Prove the statement using the epsilon-delta definition of a limit

Definition: 0 < | x - 1| < delta ----> | f(x) - 1 | < epsilon

-epsilon < root(x) - 1 < epsilon

1 - epsilon < root(x) < 1 + epsilon

(1- epsilon)^2 < x < (1+epsilon)^2

1 - 2 * epsilon + epsilon^2 < x < 1 + 2*epsilon + epsilon^2

epsilon^2 - 2 * epsilon + 1 < x < epsilon^2 + 2*epsilon + 1

Meanwhile

-delta < x-1 < delta

1 - delta < x < 1+delta

Let delta =

Min {| 1 - (epsilon^2 - 2*epsilon + 1) |, | 1 - (epsilon^2 + 2 * epsilon + 1)| }

=Min { | 1 - epsilon^2 + 2*epsilon - 1 | , | 1 - epsilon^2 - 2*epsilon - 1| }

=Min { | epsilon^2 - 2*epsilon|, | epsilon^2 + 2 * epsilon | }

= | epsilon^2 - 2*epsilon|

0 < |x - 1 | < | epsilon^2 - 2*epsilon|

-|epsilon^2 - 2*epsilon| < x-1 < |epsilon^2 - 2*epsilon| < |epsilon^2 + 2*epsilon|

= epsilon^2 + 2*epsilon

Note that for x>0 and y>0, |x-y| = |x + -y| <= |x| + |-y| = |x| + |y|

Multiplying by -1, =|x-y| >= -(|x|-|y|)

the chained inequality becomes:

-(|epsilon^2| + |2*epsilon|)< -|epsilon^2 - 2*epsilon| < x-1 < |epsilon^2 - 2*epsilon|

< |epsilon^2 + 2*epsilon|

= epsilon^2 + 2*epsilon

- (epsilon^2 + 2*epsilon) - (-1) < x < epsilon^2 + 2 * epsilon + 1

- (epsilon^2 + 2*epsilon - 1) < x < epsilon^2 + 2 * epsilon + 1

0 < x < (epsilon+1)^2

0 < sqrt(x) < epsilon + 1

0 < sqrt(x) 1 < epsilon

This proves sqrt(x) tends to 1 and x tends to 1

LImit of x and x tends to 1 is proven to be 1

simply by letting delta equal epsilon

combining these limits concludes the proof, since adding 1 to

each limit does not affect the proof.

This is too lengthy an answer to type out, but I can help you with problems of this type.
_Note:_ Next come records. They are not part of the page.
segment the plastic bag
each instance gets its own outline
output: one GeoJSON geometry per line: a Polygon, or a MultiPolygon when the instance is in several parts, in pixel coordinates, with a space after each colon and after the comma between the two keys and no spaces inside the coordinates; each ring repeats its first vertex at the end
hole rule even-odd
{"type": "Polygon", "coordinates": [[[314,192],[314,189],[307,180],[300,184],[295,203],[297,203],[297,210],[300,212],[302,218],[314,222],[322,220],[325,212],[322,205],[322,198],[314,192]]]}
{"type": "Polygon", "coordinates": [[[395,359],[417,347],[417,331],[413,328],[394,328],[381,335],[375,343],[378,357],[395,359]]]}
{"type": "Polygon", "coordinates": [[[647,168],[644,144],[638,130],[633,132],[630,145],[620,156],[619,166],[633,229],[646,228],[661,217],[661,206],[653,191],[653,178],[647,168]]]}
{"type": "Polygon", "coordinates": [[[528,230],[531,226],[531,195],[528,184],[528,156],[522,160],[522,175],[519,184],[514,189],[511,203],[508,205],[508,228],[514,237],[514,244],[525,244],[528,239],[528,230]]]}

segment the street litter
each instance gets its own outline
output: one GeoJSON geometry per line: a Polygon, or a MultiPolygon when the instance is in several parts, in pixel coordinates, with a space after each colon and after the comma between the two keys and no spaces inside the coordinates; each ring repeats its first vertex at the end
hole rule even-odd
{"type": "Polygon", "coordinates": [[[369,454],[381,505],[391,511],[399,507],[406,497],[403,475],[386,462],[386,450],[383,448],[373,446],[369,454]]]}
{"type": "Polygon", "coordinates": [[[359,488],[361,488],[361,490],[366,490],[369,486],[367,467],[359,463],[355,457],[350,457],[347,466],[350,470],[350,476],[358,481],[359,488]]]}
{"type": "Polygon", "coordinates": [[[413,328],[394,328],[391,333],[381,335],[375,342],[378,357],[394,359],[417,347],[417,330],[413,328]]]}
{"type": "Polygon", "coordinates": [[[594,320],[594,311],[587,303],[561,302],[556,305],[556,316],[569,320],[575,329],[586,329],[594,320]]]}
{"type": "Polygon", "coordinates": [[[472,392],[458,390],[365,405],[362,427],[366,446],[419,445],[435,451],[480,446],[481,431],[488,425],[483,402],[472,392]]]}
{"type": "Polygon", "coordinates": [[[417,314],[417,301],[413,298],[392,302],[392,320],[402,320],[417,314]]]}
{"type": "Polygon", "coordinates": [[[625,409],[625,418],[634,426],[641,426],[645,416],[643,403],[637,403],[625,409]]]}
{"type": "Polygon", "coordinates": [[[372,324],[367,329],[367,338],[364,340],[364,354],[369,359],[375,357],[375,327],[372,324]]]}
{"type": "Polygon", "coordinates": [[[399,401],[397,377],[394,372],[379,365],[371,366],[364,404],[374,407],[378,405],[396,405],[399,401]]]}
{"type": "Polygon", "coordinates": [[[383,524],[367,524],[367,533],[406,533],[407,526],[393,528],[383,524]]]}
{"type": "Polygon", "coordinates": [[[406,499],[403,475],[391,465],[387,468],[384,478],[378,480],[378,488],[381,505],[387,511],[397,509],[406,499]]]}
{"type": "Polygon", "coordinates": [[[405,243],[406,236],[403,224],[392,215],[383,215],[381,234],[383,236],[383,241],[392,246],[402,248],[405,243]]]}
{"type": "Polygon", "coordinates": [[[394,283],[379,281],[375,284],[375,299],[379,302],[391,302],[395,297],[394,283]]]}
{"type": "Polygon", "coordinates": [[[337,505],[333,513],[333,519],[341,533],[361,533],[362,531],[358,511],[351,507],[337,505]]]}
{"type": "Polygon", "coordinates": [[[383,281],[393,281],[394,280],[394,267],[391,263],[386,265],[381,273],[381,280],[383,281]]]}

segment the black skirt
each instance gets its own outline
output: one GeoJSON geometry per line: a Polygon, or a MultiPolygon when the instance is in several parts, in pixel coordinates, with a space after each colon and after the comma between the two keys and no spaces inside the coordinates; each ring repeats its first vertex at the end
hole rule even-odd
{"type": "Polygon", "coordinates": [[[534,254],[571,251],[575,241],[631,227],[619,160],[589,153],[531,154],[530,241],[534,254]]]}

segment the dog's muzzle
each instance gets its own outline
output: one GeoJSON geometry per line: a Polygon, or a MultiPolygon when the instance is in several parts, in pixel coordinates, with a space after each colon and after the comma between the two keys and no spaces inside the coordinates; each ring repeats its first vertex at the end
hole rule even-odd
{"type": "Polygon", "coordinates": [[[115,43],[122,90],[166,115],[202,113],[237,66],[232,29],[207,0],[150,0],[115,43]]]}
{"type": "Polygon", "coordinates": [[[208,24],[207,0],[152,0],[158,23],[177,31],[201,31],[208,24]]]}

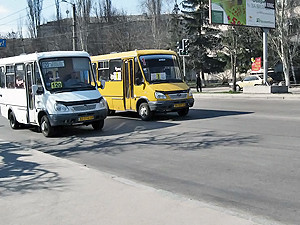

You need to show that for any eps > 0, there exists a del > 0 such that if 0 < |x-1| < del, |f(x)-1| < eps, where f(x) = [root(x)+1] / x+1. (The limit is 1 by substitution, though your question does not show it, unless you have a typo in the problem.)